King & Wood Mallesons has also acted as Hong Kong counsel to Cinda International Capital as the sole sponsor and the underwriters on the IPO, by way of share offer, of Bao Shen Holdings in Hong Kong. Listed on April 23, 2018, the IPO comprised a share offer of a total of 105 million shares, priced at HK$0.48 (US$0.06) each, raising gross proceeds of approximately HK$50.4 million (US$6.4m). Bao Shen is a plastic and steel component processor for white goods, which includes the manufacturing of stamping components and the processing of spray-painting and powder-coating peripheral components. Corporate and securities partner Anthony Wan also led the transaction.
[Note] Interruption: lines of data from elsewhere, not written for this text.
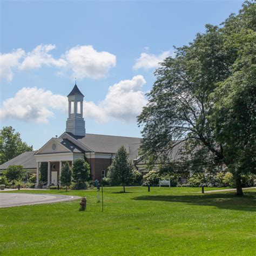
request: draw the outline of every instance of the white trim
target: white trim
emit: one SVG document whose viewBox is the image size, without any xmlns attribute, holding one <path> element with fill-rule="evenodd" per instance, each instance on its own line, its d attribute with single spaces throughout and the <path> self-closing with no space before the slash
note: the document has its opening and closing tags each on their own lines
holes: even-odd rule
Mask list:
<svg viewBox="0 0 256 256">
<path fill-rule="evenodd" d="M 86 158 L 105 158 L 109 159 L 113 158 L 114 157 L 114 153 L 85 153 L 85 157 Z"/>
<path fill-rule="evenodd" d="M 73 161 L 78 158 L 83 158 L 83 153 L 52 153 L 35 155 L 37 162 Z"/>
<path fill-rule="evenodd" d="M 75 138 L 72 137 L 71 135 L 69 135 L 66 132 L 62 133 L 62 135 L 59 136 L 59 139 L 62 139 L 62 138 L 68 139 L 69 140 L 70 140 L 71 142 L 72 142 L 74 144 L 76 145 L 77 146 L 84 150 L 86 152 L 94 152 L 93 150 L 92 150 L 91 149 L 87 147 L 87 146 L 85 146 L 84 144 L 79 142 L 78 140 L 76 139 Z"/>
<path fill-rule="evenodd" d="M 37 151 L 37 152 L 36 153 L 35 153 L 34 154 L 34 156 L 36 156 L 38 154 L 40 154 L 40 152 L 42 151 L 43 149 L 48 146 L 50 143 L 52 142 L 52 140 L 53 140 L 55 143 L 56 143 L 58 145 L 59 145 L 59 146 L 60 146 L 61 147 L 64 149 L 65 150 L 66 150 L 67 152 L 72 152 L 70 150 L 69 150 L 69 149 L 66 148 L 65 146 L 63 146 L 61 143 L 60 143 L 56 138 L 52 138 L 51 139 L 50 139 L 49 140 L 48 140 L 48 142 L 47 142 L 42 147 L 41 147 L 39 150 Z M 55 152 L 56 152 L 56 150 L 55 150 Z M 53 152 L 52 153 L 54 153 L 55 152 Z M 58 152 L 57 152 L 58 153 Z M 47 153 L 45 153 L 45 154 L 46 154 Z"/>
</svg>

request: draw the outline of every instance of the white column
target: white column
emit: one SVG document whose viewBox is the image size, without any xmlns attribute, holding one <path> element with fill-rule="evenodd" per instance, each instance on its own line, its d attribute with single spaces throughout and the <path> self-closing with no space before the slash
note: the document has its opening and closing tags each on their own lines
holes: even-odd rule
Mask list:
<svg viewBox="0 0 256 256">
<path fill-rule="evenodd" d="M 69 102 L 69 117 L 70 117 L 71 112 L 71 102 Z"/>
<path fill-rule="evenodd" d="M 76 114 L 77 113 L 77 102 L 74 100 L 74 114 Z"/>
<path fill-rule="evenodd" d="M 51 182 L 51 163 L 48 162 L 48 178 L 47 179 L 47 185 L 50 186 Z"/>
<path fill-rule="evenodd" d="M 83 102 L 80 102 L 80 112 L 81 113 L 81 117 L 83 117 Z"/>
<path fill-rule="evenodd" d="M 60 161 L 59 162 L 59 185 L 61 185 L 60 176 L 62 175 L 62 162 Z"/>
<path fill-rule="evenodd" d="M 40 167 L 40 162 L 37 162 L 36 165 L 36 185 L 37 187 L 39 184 L 39 169 Z"/>
</svg>

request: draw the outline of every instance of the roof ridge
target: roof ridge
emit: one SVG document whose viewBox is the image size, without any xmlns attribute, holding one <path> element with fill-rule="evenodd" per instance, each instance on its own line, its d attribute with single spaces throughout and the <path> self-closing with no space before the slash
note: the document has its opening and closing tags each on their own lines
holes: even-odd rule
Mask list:
<svg viewBox="0 0 256 256">
<path fill-rule="evenodd" d="M 86 133 L 85 134 L 85 137 L 86 137 L 86 134 L 87 135 L 98 135 L 100 136 L 112 136 L 112 137 L 122 137 L 123 138 L 133 138 L 134 139 L 142 139 L 142 138 L 139 138 L 138 137 L 129 137 L 129 136 L 119 136 L 118 135 L 109 135 L 109 134 L 98 134 L 95 133 Z"/>
</svg>

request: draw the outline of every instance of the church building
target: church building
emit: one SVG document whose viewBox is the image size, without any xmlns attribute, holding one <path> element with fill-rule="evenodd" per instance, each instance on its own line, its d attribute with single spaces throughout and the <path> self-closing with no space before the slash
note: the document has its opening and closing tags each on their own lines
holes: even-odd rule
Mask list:
<svg viewBox="0 0 256 256">
<path fill-rule="evenodd" d="M 10 165 L 22 165 L 27 171 L 36 173 L 38 185 L 41 164 L 46 162 L 49 186 L 59 181 L 64 163 L 72 164 L 75 160 L 81 158 L 90 164 L 92 179 L 100 180 L 106 175 L 115 153 L 122 145 L 125 147 L 137 169 L 143 171 L 143 165 L 137 163 L 140 138 L 86 133 L 83 99 L 84 95 L 76 83 L 68 95 L 69 113 L 65 131 L 59 137 L 50 139 L 38 150 L 23 153 L 0 165 L 0 172 Z"/>
</svg>

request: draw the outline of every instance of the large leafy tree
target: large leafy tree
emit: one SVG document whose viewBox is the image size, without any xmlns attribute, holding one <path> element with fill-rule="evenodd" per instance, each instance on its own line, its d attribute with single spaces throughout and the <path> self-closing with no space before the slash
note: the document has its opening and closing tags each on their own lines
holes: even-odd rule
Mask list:
<svg viewBox="0 0 256 256">
<path fill-rule="evenodd" d="M 71 169 L 68 163 L 65 163 L 62 168 L 60 181 L 62 185 L 66 186 L 66 191 L 68 191 L 68 186 L 71 183 Z"/>
<path fill-rule="evenodd" d="M 32 146 L 22 142 L 20 136 L 12 126 L 5 126 L 0 130 L 0 164 L 24 152 L 33 150 Z"/>
<path fill-rule="evenodd" d="M 125 186 L 134 178 L 134 166 L 129 159 L 124 146 L 121 146 L 116 153 L 113 161 L 109 167 L 107 177 L 113 185 L 121 185 L 125 192 Z"/>
<path fill-rule="evenodd" d="M 90 177 L 90 165 L 83 159 L 78 159 L 73 163 L 72 176 L 77 184 L 84 184 Z"/>
<path fill-rule="evenodd" d="M 176 57 L 156 70 L 149 103 L 138 117 L 144 156 L 170 161 L 174 147 L 185 142 L 188 161 L 225 166 L 240 195 L 241 170 L 255 170 L 255 4 L 247 2 L 237 16 L 220 26 L 207 25 L 188 46 L 177 48 Z"/>
</svg>

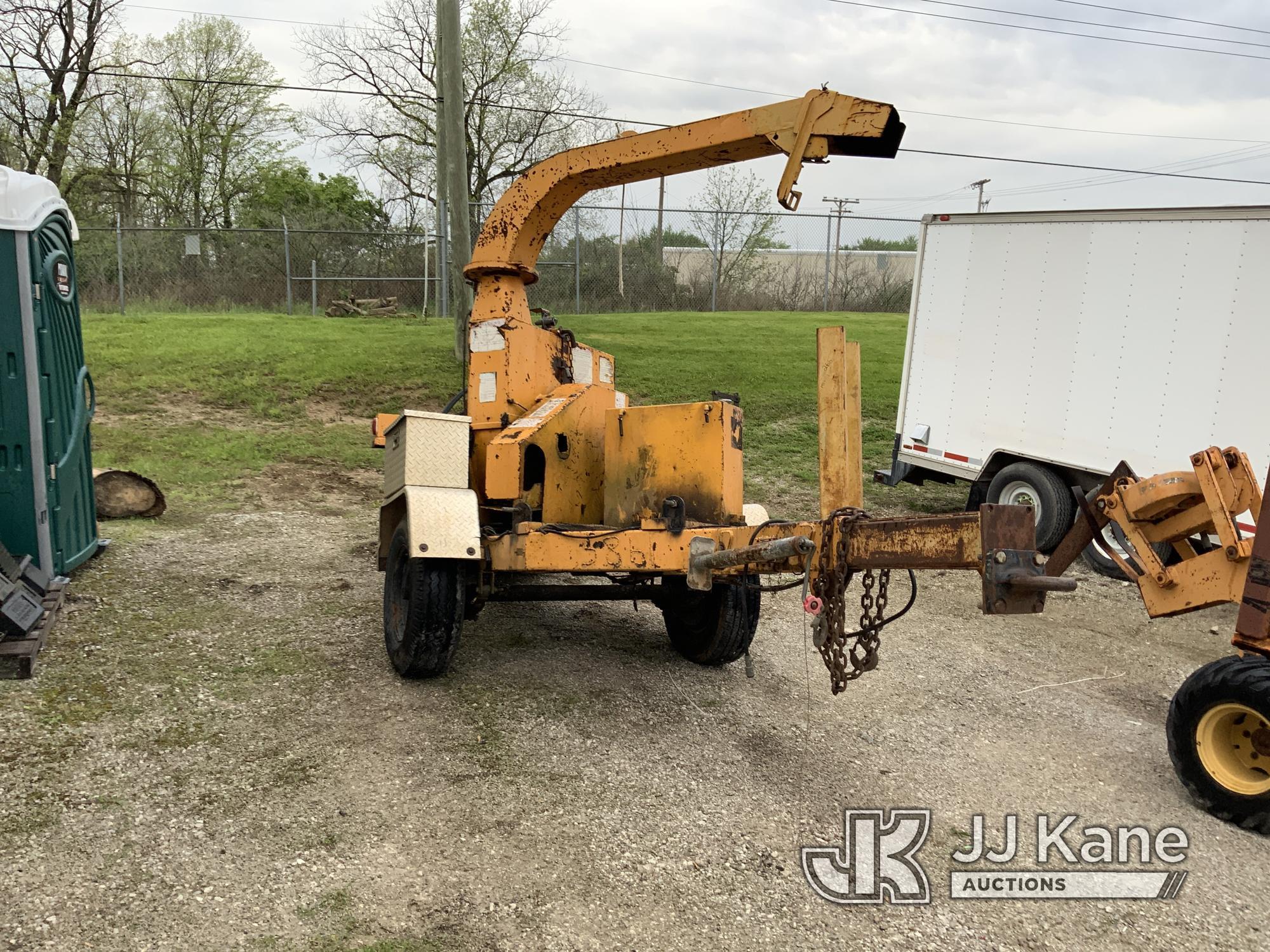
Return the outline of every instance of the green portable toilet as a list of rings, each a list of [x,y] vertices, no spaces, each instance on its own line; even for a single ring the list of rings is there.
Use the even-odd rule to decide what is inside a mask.
[[[0,166],[0,542],[53,575],[98,548],[77,237],[52,182]]]

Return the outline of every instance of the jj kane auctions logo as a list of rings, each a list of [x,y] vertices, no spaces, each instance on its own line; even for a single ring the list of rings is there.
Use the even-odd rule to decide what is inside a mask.
[[[1039,868],[1006,868],[1020,857],[1019,816],[1006,814],[999,847],[989,847],[982,814],[970,817],[970,844],[952,853],[952,899],[1172,899],[1184,869],[1114,868],[1186,859],[1190,839],[1180,826],[1085,826],[1076,815],[1035,819]],[[842,847],[804,847],[803,875],[831,902],[926,904],[931,885],[917,858],[931,829],[919,809],[845,810]],[[1092,868],[1091,868],[1092,867]],[[1111,868],[1109,868],[1111,867]]]

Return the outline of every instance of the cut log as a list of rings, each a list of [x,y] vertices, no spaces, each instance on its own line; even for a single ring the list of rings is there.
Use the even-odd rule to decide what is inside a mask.
[[[93,495],[99,519],[154,519],[168,509],[154,480],[130,470],[93,470]]]

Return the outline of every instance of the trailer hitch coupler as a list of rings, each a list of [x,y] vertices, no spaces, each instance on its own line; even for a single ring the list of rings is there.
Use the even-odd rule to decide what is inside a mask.
[[[709,592],[711,586],[711,572],[720,569],[733,569],[738,565],[763,565],[768,562],[785,562],[790,559],[799,559],[815,551],[815,543],[806,536],[789,536],[786,538],[759,542],[753,546],[740,548],[715,548],[715,541],[705,537],[696,537],[688,543],[688,588],[697,592]]]

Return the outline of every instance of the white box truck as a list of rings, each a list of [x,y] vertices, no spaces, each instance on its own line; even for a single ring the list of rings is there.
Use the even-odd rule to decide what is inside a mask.
[[[886,485],[1036,506],[1036,545],[1121,459],[1270,463],[1270,207],[928,215]],[[1116,542],[1116,539],[1109,539]],[[1116,574],[1096,547],[1086,560]]]

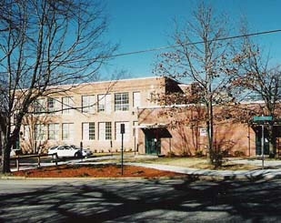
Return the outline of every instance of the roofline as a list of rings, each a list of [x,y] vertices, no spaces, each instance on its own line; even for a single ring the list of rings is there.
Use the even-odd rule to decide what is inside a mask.
[[[125,78],[125,79],[115,79],[115,80],[105,80],[105,81],[94,81],[94,82],[85,82],[81,84],[73,84],[73,85],[61,85],[61,86],[50,86],[49,87],[55,86],[86,86],[86,85],[98,85],[104,83],[113,83],[113,82],[126,82],[133,80],[146,80],[146,79],[156,79],[156,78],[164,78],[164,76],[147,76],[147,77],[135,77],[135,78]]]

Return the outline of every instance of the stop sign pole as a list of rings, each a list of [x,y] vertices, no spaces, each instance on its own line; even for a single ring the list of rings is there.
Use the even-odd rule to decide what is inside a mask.
[[[124,173],[124,165],[123,165],[123,159],[124,159],[124,149],[123,149],[123,141],[124,141],[124,134],[125,134],[125,124],[120,124],[120,133],[121,133],[121,175]]]

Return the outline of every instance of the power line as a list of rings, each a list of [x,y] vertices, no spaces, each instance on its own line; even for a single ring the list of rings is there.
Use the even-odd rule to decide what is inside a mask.
[[[212,40],[212,41],[222,41],[222,40],[227,40],[227,39],[236,39],[236,38],[242,38],[242,37],[247,37],[247,36],[273,34],[273,33],[278,33],[278,32],[281,32],[281,29],[274,29],[274,30],[264,31],[264,32],[232,35],[232,36],[227,36],[227,37],[217,38],[217,39],[215,39],[215,40]],[[211,41],[211,40],[209,40],[209,41]],[[105,56],[105,58],[118,57],[118,56],[128,56],[128,55],[144,54],[144,53],[147,53],[147,52],[158,51],[158,50],[163,50],[163,49],[171,49],[171,48],[176,48],[176,47],[183,46],[198,45],[198,44],[204,44],[204,41],[186,43],[186,44],[183,44],[183,45],[166,46],[161,46],[161,47],[156,47],[156,48],[150,48],[150,49],[144,49],[144,50],[139,50],[139,51],[121,53],[121,54],[116,54],[116,55]]]

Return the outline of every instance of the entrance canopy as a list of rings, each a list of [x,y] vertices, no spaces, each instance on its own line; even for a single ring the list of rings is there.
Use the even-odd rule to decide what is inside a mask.
[[[135,127],[141,128],[150,138],[172,137],[166,124],[141,124]]]

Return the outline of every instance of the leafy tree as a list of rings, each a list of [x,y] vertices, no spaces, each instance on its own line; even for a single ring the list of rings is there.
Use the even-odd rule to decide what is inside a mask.
[[[183,27],[176,23],[172,39],[178,46],[161,54],[155,68],[156,75],[194,83],[186,101],[205,106],[208,155],[215,165],[221,157],[214,145],[214,105],[233,99],[226,91],[230,76],[226,70],[231,67],[232,52],[230,40],[224,40],[229,36],[227,27],[226,16],[216,15],[212,6],[201,3]]]
[[[103,41],[104,9],[86,0],[1,1],[3,173],[10,172],[10,150],[30,106],[40,96],[96,80],[98,69],[115,50]],[[69,88],[61,88],[63,84]]]

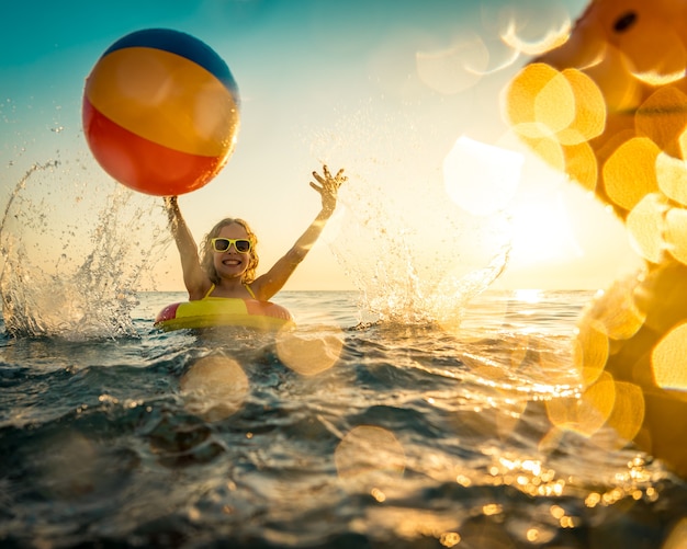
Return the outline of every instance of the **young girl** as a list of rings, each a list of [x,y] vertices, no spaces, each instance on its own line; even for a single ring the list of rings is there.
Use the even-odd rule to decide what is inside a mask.
[[[333,176],[326,165],[323,167],[323,175],[313,172],[313,176],[319,183],[311,182],[311,186],[322,196],[322,210],[291,250],[257,278],[258,239],[246,221],[226,218],[215,225],[205,236],[199,258],[198,247],[183,220],[177,197],[165,198],[190,301],[210,296],[268,301],[286,284],[334,214],[339,187],[347,180],[344,170]]]

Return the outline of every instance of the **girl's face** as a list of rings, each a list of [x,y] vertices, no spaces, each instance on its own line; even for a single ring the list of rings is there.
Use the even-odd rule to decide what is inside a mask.
[[[248,240],[248,233],[243,226],[232,224],[222,227],[217,238]],[[221,278],[240,278],[250,265],[250,251],[241,253],[236,250],[235,243],[229,244],[224,252],[213,253],[215,270]]]

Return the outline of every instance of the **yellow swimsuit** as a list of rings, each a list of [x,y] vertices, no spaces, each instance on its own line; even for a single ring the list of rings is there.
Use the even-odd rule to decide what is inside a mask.
[[[250,297],[252,297],[254,299],[257,299],[256,295],[252,293],[252,289],[250,288],[250,286],[248,286],[248,284],[244,284],[244,288],[246,288],[248,294],[250,294]],[[203,299],[236,299],[234,297],[214,297],[214,296],[211,296],[210,294],[212,294],[214,289],[215,289],[215,285],[213,284],[210,287],[210,289],[207,290],[207,294],[205,294],[205,297],[203,297]]]

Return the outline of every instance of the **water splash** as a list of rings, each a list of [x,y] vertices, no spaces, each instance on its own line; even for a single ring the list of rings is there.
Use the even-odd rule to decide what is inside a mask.
[[[159,204],[83,164],[50,160],[18,181],[0,225],[8,333],[68,340],[134,335],[135,290],[169,243]],[[159,202],[159,201],[158,201]]]
[[[447,151],[410,129],[403,117],[361,112],[312,145],[349,175],[333,250],[363,295],[363,322],[455,321],[508,262],[508,216],[460,208],[442,181]]]

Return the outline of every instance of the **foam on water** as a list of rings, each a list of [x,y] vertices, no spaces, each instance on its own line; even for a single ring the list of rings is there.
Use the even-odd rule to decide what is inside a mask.
[[[169,237],[159,204],[112,182],[104,191],[78,161],[36,163],[18,181],[0,224],[0,293],[12,335],[134,333],[134,291]]]

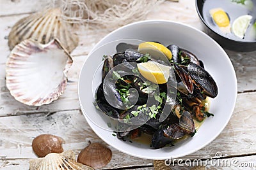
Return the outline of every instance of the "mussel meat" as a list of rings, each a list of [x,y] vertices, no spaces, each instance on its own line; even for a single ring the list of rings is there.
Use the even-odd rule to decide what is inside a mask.
[[[170,138],[165,137],[163,129],[158,129],[154,133],[151,141],[151,145],[155,149],[159,149],[170,144],[172,145],[173,139]]]
[[[180,63],[180,48],[175,45],[170,45],[167,46],[172,54],[172,60],[173,60],[174,62]]]

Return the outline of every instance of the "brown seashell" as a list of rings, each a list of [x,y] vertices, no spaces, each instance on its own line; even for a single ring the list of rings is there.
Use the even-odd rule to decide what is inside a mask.
[[[45,134],[35,138],[32,142],[33,150],[40,157],[44,157],[50,153],[62,153],[62,143],[64,140],[57,136]]]
[[[165,165],[165,160],[154,160],[154,167],[156,170],[171,170],[170,166]]]
[[[77,162],[99,169],[107,165],[112,157],[112,152],[99,143],[91,143],[82,150],[77,157]]]
[[[71,28],[61,17],[60,9],[49,9],[38,12],[18,21],[8,36],[8,46],[12,50],[24,39],[31,38],[46,44],[58,38],[71,52],[78,45],[78,38],[71,33]]]
[[[30,160],[29,170],[93,170],[92,167],[76,162],[75,158],[72,150],[51,153],[44,158]]]

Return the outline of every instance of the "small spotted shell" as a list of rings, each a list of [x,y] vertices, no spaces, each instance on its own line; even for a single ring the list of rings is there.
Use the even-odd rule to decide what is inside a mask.
[[[51,153],[62,153],[63,139],[57,136],[44,134],[35,138],[32,142],[32,148],[35,153],[44,157]]]

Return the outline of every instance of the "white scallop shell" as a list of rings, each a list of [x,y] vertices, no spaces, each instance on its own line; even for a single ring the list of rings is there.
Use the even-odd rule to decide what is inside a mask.
[[[73,62],[59,41],[42,45],[33,39],[22,41],[6,61],[6,87],[15,99],[29,106],[56,100],[65,89],[66,73]]]
[[[29,161],[29,170],[93,170],[93,168],[83,165],[75,160],[72,150],[61,153],[51,153],[44,158]]]
[[[57,38],[71,52],[78,45],[78,38],[70,31],[70,25],[62,19],[61,10],[49,9],[18,21],[8,36],[8,45],[12,50],[16,45],[26,39],[31,38],[45,44]]]

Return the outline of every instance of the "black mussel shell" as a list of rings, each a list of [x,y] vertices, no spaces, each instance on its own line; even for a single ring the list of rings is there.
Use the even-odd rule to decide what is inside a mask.
[[[176,63],[180,63],[180,57],[179,55],[180,48],[177,45],[170,45],[167,46],[167,48],[168,48],[172,52],[172,59],[173,60],[173,62]]]
[[[195,125],[191,114],[188,111],[183,112],[179,123],[184,133],[193,134],[195,132]]]
[[[178,82],[177,89],[185,94],[188,94],[186,90],[188,91],[188,94],[192,94],[193,90],[193,80],[189,74],[177,64],[173,64],[173,67],[177,75],[176,77],[176,80],[177,80]],[[179,83],[179,79],[180,80],[181,83]],[[184,89],[184,88],[186,89]]]
[[[113,56],[113,60],[114,60],[114,66],[118,65],[119,64],[123,63],[124,60],[125,59],[124,52],[116,53]]]
[[[111,57],[108,56],[104,60],[102,67],[102,81],[108,73],[114,67],[114,60]]]
[[[217,85],[206,70],[196,64],[189,63],[188,71],[193,79],[204,89],[205,95],[212,98],[217,96]]]
[[[108,105],[108,104],[104,103],[102,102],[97,103],[100,111],[104,113],[108,116],[109,116],[114,118],[119,118],[119,113],[114,108]]]
[[[178,139],[182,138],[185,133],[183,129],[178,124],[171,124],[163,127],[164,136],[173,139]]]
[[[142,125],[140,127],[140,129],[141,132],[149,135],[153,135],[154,133],[157,130],[157,129],[154,129],[151,126],[146,124]]]

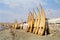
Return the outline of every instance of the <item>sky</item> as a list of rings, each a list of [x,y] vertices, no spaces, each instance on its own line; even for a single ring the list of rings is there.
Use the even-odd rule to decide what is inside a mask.
[[[0,0],[0,22],[26,21],[29,11],[43,6],[46,18],[60,17],[60,0]]]

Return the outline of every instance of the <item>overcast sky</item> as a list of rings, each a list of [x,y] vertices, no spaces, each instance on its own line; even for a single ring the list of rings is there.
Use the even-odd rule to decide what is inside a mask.
[[[60,0],[0,0],[0,22],[25,21],[29,11],[44,7],[47,18],[60,17]]]

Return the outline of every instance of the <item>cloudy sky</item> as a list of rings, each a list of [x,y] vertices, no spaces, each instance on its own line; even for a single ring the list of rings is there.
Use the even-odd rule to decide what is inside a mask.
[[[44,7],[47,18],[60,17],[60,0],[0,0],[0,22],[25,21],[29,11]]]

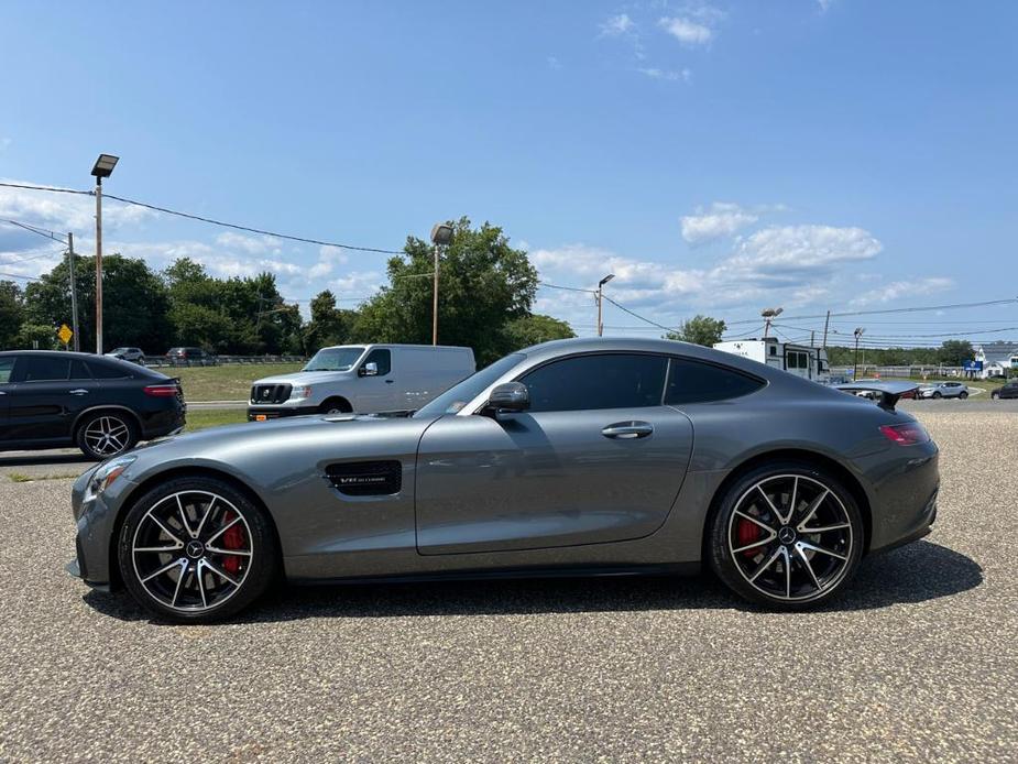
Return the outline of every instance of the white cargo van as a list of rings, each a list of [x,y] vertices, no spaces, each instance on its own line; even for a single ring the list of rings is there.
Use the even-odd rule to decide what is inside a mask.
[[[293,374],[251,386],[249,421],[294,414],[411,412],[470,376],[473,350],[430,345],[322,348]]]

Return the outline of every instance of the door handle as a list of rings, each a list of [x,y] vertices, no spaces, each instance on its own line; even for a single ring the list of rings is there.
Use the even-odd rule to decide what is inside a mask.
[[[601,435],[614,440],[633,440],[646,438],[654,434],[654,425],[649,422],[616,422],[601,430]]]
Maples and Calder (Hong Kong) has acted as Cayman Islands counsel to Alibaba Group Holding, a Cayman Islands company listed in New York, on its US$405 million investment into SenseTime Group. As China’s leading cutting-edge artificial intelligence company, SenseTime focuses on innovative computer vision and deep learning technologies. Partners Greg Knowles and Richard Spooner led the Maples team, while Ropes & Gray acted as Hong Kong counsel.

Rajah & Tann Singapore has acted for Asian Healthcare Specialists, an orthopaedic healthcare specialist, on its IPO in Singapore. Partners Evelyn Wee and Hoon Chi Tern led the transaction.

Rajah & Tann Singapore has also advised Indigo Star Holdings, a Singapore-based subcontractor providing reinforced concrete works, on its IPO in Hong Kong. Partner Howard Cheam led the transaction.

Shook Lin & Bok is acting for Aspial on the proposed exchange offer of S$100 million (US$75.6m) 5.5 percent notes due 2018 for new notes due 2021 issued by Aspial Treasury, which will bear interest of 5.9 percent per annum, payable semi-annually, under the S$700 million (US$529m) multicurrency debt issuance programme of Aspial and Aspial Treasury. Partner Marilyn See led the transaction, which is the first exchange offer launched in the Singapore DCM market for 2018.

Sullivan & Cromwell (Hong Kong) is representing Nanjing Suning.Com Supermarket (China), part of Suning.Com (China), on its agreement with DIA (Spain) to purchase 100 percent of the shares of Shanghai Dia Retail (China) and DIA (Shanghai) Management Consulting Services (China). Hong Kong corporate partner Kay Ian Ng is leading the transaction, which was announced on April 3, 2018.

ZICO Law has advised Malaysia-listed Serba Dinamik Holdings (SDH) on the S$57.67 million (US$43.6m) acquisition and related financing, through its wholly-owned subsidiary Serba Dinamik International, of approximately 128.2 million shares, representing a stake of 24.84 percent in Singapore-listed CSE Global. SDH is an international energy services group providing engineering solutions to the O&G and power generation industries, with operational facilities in Malaysia, Indonesia, the UAE, Bahrain and the UK. CSE Global provides total integrated industrial automation, telecommunications and environmental solutions projects, operating a network of 41 offices in 17 countries across the globe. The proposed acquisition is part of the SDH’s overall strategy to expand its geographical footprint in the areas where CSE Global has presence, including countries that SDH does not have presence in, namely the USA, Mexico, Australia and New Zealand. ZICOInsightsLaw director Gregory Chan and ZaidIbrahim&Co partners Mohd Sofiyuddin Ahmad Tabrani, David Lee and Muhammad Zukhairi led the transaction, which was completed on April 13, 2018.